Integration of the photodiode within Axetris’ compact architecture extended beyond simple component selection. Packaging configuration, cap design, and anti-reflection considerations were optimized during development to support alignment stability and minimize stray optical effects. These integration efforts reflect that detector performance in field systems depends not only on intrinsic specifications but also on mechanical and optical coupling within the module.

Over more than a decade of deployment, this detection platform has been used in both industrial and research contexts, where consistency and long-term reliability are critical to maintaining dataset integrity.
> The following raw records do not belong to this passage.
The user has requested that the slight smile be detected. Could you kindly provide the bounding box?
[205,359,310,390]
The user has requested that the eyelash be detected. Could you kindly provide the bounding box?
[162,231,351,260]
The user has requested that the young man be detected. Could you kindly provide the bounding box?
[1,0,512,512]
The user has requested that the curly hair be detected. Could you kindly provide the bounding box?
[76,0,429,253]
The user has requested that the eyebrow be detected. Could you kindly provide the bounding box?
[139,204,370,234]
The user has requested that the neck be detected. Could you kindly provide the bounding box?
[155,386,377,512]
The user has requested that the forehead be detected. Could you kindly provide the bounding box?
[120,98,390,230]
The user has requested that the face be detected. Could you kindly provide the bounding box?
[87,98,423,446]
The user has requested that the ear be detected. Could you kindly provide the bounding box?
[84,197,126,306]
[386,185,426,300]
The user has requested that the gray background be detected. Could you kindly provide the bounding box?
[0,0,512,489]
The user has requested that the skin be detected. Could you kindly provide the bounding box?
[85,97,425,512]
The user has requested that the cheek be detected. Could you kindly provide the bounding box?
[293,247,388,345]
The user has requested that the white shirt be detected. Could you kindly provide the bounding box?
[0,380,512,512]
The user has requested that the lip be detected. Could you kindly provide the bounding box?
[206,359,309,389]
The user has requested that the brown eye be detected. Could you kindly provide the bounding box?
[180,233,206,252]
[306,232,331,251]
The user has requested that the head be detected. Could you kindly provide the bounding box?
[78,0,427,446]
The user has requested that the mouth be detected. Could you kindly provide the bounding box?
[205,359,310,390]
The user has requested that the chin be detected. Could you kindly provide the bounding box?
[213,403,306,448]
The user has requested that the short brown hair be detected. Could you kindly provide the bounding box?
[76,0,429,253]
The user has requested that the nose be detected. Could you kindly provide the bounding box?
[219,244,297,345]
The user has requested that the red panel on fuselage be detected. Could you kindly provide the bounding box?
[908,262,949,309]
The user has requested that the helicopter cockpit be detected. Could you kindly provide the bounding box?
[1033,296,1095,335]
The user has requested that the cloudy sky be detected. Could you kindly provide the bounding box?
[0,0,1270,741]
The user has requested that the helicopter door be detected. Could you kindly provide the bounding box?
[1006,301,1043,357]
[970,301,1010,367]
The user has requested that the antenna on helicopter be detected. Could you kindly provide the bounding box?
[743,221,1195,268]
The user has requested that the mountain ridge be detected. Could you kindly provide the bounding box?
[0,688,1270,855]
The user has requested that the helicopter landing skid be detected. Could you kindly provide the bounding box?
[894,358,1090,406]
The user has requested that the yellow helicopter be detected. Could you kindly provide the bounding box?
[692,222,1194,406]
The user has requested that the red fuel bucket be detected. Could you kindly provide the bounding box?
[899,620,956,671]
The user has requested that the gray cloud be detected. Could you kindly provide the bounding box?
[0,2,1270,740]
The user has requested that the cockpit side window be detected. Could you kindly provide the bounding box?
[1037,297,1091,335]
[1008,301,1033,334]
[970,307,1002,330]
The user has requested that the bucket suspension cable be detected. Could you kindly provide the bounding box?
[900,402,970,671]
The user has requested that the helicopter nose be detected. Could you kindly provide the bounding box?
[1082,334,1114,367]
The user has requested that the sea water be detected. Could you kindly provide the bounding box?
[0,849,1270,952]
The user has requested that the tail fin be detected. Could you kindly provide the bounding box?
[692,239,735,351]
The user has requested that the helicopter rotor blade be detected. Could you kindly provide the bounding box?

InGaAs PIN photodiode packaging formats used in near-infrared detection systems

Field Deployment: From Industrial Sites to Livestock Barns

Axetris’ methane sensing modules are used in oil and gas applications for leak detection and perimeter monitoring. In these environments, systems must operate outdoors, tolerate vibration, and maintain calibration stability under temperature variation.

In livestock research installations, continuous barn-level monitoring enables investigation into how feeding regimes and housing conditions influence methane emissions [4]. These studies rely on stable measurements across months or years, where small systematic drift could compromise longitudinal comparisons.

The shift toward measured methane emissions increases the importance of sensor repeatability. As methane data feeds into regulatory reporting and environmental modelling, sustained stability becomes as important as sensitivity.

Engineering Implications

Sub-ppm methane detection in compact systems is not achieved solely by selecting a strong absorption band or a high-performance laser. It requires controlling cumulative error sources across the entire optical chain.

Axetris’ approach illustrates how compact TDLAS modules operating at 1.6 µm can leverage mature telecom-compatible components while addressing integration challenges related to alignment, polarization behaviour, detector noise, and long-term stability. Within that architecture, the InGaAs photodiode plays a foundational role in preserving signal integrity under real-world conditions.

As methane monitoring expands across industrial and agricultural sectors, engineering priorities are increasingly centred on stability, reproducibility, and lifecycle performance. Compact sensing systems must not only detect methane at low concentrations but do so consistently over extended deployments.

References

[1] Mar, K. A., et al. (2022). Beyond CO₂ equivalence: The impacts of methane on climate, ecosystems, and health. Environmental Science & Policy, 134, 127–136.

[2] United Nations Environment Programme, “Methane emissions are driving climate change. Here’s how to reduce them,” UNEP News and Stories, 20-Aug-2021. https://www.unep.org/news-and-stories/story/methane-emissions-are-driving-climate-change-heres-how-reduce-them

[3] European Commission. (2024). Questions and Answers on the EU Regulation to reduce methane emissions in the energy sector.

[4] Schep, C. A., et al. (2023). Inventarisatie van methaansensoren en validatie van de Axetris LGD Compact-A CH₄ ten behoeve van continue emissiemonitoring in de melkveehouderij. Wageningen Livestock Research, Report 1456.